Talam Corp Bhd is aiming to get out of the financially troubled status of Practice Note 17 by January next year after shareholders approved its debt restructuring and turnaround plan yesterday.
The plan involves the issuance of Islamic debt securities, preference shares and loan stocks, and hiving off non-core assets.
Executive director Chua Kim Lan said the exercise would cut the group’s debts to about RM400mil from more than RM740mil currently.
“And with this revamp plan, Talam would be able to reduce its gearing ratio to 0.7 from 2.37 in the financial year ended Jan 31 (FY08). Paid up capital will be RM800mil,” she said after the company’s EGM yesterday.
“We (will) progressively divest our non-core investment businesses such as colleges, shopping centres and hotels. As long as the price is right we will sell the business for the purpose of working capital and loan reduction,” she said, adding that Talam was also looking into selling its commercial and industry land.
Talam has a landbank of about 4 thousand acres in Selangor, excluding joint venture (JV) land, located mainly in Puchong and Bukit Beruntung.

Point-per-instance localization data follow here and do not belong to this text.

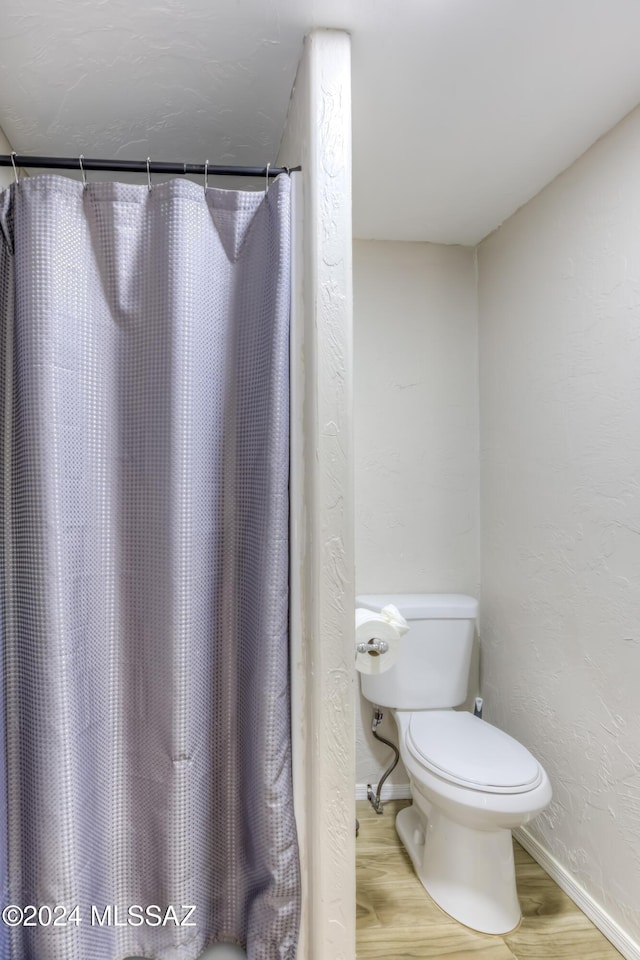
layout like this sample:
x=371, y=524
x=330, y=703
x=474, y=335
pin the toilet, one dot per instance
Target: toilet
x=471, y=783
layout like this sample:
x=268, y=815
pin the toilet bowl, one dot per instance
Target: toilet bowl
x=471, y=783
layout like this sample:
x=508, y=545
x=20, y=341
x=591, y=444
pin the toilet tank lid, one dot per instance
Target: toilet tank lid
x=423, y=606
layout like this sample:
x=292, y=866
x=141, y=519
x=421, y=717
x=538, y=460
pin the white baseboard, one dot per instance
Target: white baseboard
x=390, y=791
x=629, y=948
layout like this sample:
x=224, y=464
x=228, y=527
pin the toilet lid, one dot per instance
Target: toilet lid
x=464, y=749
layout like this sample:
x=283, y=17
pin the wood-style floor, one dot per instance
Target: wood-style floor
x=396, y=918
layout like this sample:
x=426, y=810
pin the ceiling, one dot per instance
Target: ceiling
x=462, y=109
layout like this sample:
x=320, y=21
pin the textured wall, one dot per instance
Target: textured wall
x=318, y=135
x=560, y=427
x=416, y=434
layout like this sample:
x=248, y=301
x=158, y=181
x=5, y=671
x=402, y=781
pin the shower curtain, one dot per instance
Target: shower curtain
x=145, y=779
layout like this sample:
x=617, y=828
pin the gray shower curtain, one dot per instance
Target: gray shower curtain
x=145, y=780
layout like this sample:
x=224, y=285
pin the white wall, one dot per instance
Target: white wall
x=318, y=136
x=559, y=297
x=415, y=435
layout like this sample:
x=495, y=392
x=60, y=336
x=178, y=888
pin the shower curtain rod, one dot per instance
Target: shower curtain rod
x=141, y=166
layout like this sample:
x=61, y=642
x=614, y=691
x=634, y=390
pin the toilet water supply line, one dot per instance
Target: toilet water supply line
x=374, y=798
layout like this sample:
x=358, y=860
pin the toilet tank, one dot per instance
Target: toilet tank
x=433, y=670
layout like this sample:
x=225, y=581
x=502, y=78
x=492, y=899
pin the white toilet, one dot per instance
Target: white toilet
x=471, y=784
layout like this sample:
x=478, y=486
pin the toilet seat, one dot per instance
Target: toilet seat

On the group’s stalled housing projects, Chua said almost all of the 10,000 previously abandoned housing units would be completed by end-2009 with an unbilled gross development value (GDV) of RM800mil. Last year, Talam awarded IJM Construction Sdn Bhd (IJMC) two contracts valued at RM700mil and RM125mil respectively to complete its abandoned housing projects.
Talam also has a JV with IJMC to develop a 35-storey residential and commercial project in Changchun, China.
“The project, which is now constructed up to eight-storeys, is expected to be launched in the third quarter of 2009. The GDV is about RM500mil,” she said, adding that Talam and its partners were looking for more integrated development projects in China.